Uracil switch in SARS-CoV-2 genome alters innate immune responses

The genetic material of coronaviruses, including the SARS-CoV-2 virus that causes COVID-19 infection, is contained in a single strand of RNA. Coronaviruses have fewer genetic mutations compared to other RNA viruses because they have a kind of RNA-proofreading machinery that protects them. Nevertheless, they still do have some mutations, and scientists would like to understand how they come about and what their effects might be.

Tohoku University immunobiologist Emi Furusawa-Nishii and colleagues investigated the genome sequences of almost 8,000 SARS-CoV-2 viruses from an international database. They specifically looked for 'point mutations', in which a nucleotide base within the virus's RNA is switched to another base.
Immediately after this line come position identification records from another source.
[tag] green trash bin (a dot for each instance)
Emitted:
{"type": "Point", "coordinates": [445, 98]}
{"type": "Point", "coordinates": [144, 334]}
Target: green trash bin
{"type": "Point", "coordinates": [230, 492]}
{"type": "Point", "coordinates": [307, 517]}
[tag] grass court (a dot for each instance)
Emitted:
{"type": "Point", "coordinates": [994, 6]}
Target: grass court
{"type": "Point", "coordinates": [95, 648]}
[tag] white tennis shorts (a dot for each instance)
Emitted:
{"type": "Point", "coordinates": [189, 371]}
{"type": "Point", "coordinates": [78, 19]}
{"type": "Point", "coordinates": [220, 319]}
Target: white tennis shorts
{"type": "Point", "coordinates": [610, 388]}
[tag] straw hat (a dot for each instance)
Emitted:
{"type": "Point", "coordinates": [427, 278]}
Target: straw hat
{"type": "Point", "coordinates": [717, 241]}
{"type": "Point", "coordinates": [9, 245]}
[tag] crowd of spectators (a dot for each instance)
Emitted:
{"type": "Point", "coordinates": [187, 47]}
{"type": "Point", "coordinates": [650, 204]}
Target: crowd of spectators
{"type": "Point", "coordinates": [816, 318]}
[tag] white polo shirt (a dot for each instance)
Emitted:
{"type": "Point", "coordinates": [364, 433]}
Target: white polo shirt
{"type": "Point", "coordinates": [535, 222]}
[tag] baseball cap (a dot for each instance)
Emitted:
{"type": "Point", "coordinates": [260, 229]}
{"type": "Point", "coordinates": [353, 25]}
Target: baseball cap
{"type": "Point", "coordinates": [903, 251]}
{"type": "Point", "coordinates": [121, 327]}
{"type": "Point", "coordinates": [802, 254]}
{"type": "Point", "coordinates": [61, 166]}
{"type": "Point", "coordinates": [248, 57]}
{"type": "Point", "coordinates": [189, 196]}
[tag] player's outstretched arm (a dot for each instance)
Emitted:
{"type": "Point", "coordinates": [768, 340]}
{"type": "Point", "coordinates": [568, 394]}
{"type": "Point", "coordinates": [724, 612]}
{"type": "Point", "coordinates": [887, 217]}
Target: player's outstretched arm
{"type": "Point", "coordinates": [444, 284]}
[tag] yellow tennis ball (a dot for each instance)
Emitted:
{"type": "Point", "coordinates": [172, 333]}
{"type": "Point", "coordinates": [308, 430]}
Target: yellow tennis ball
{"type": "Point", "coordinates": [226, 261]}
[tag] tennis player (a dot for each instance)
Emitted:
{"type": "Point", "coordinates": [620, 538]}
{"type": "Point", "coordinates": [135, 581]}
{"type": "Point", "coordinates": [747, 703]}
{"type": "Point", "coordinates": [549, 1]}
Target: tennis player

Their analyses found that virus strains that had evolved from the original one isolated in Wuhan, China had a disproportionate number of cytosine bases that were switched to uracil, in addition to a number of other nucleotide base switches. Further analyses of the nucleotide bases preceding and following these point mutations suggested they were caused by two types of human editing deaminase enzymes, called APOBECs and ADARs.

The scientists then wanted to study the effects of the mutations on macrophages: a type of white blood cell that forms part of the body's first line of defence, or its innate immunity. They tested the production of two pro-inflammatory cytokines, called tumour necrosis factor-alpha and interleukin-6, by human macrophage cell lines. The cells were stimulated with an RNA fragment from Wuhan-type or mutated-type SARS-CoV-2 viruses. Surprisingly, they found that the uracil-rich RNA fragment in the mutated-type SARS-CoV-2 viruses increased the production of the two cytokines.

"Our findings suggest that the point mutations we detected in SARS-CoV-2 viruses were caused by RNA editing as part of the human defence reaction against the infection," says Furusawa-Nishii. "They also show that the virus's evolution is increasing innate immune responses in the host."

The scientists say further studies are needed to determine whether this increased innate immune response helps efficient virus elimination or if it leads to an aggravation of symptoms.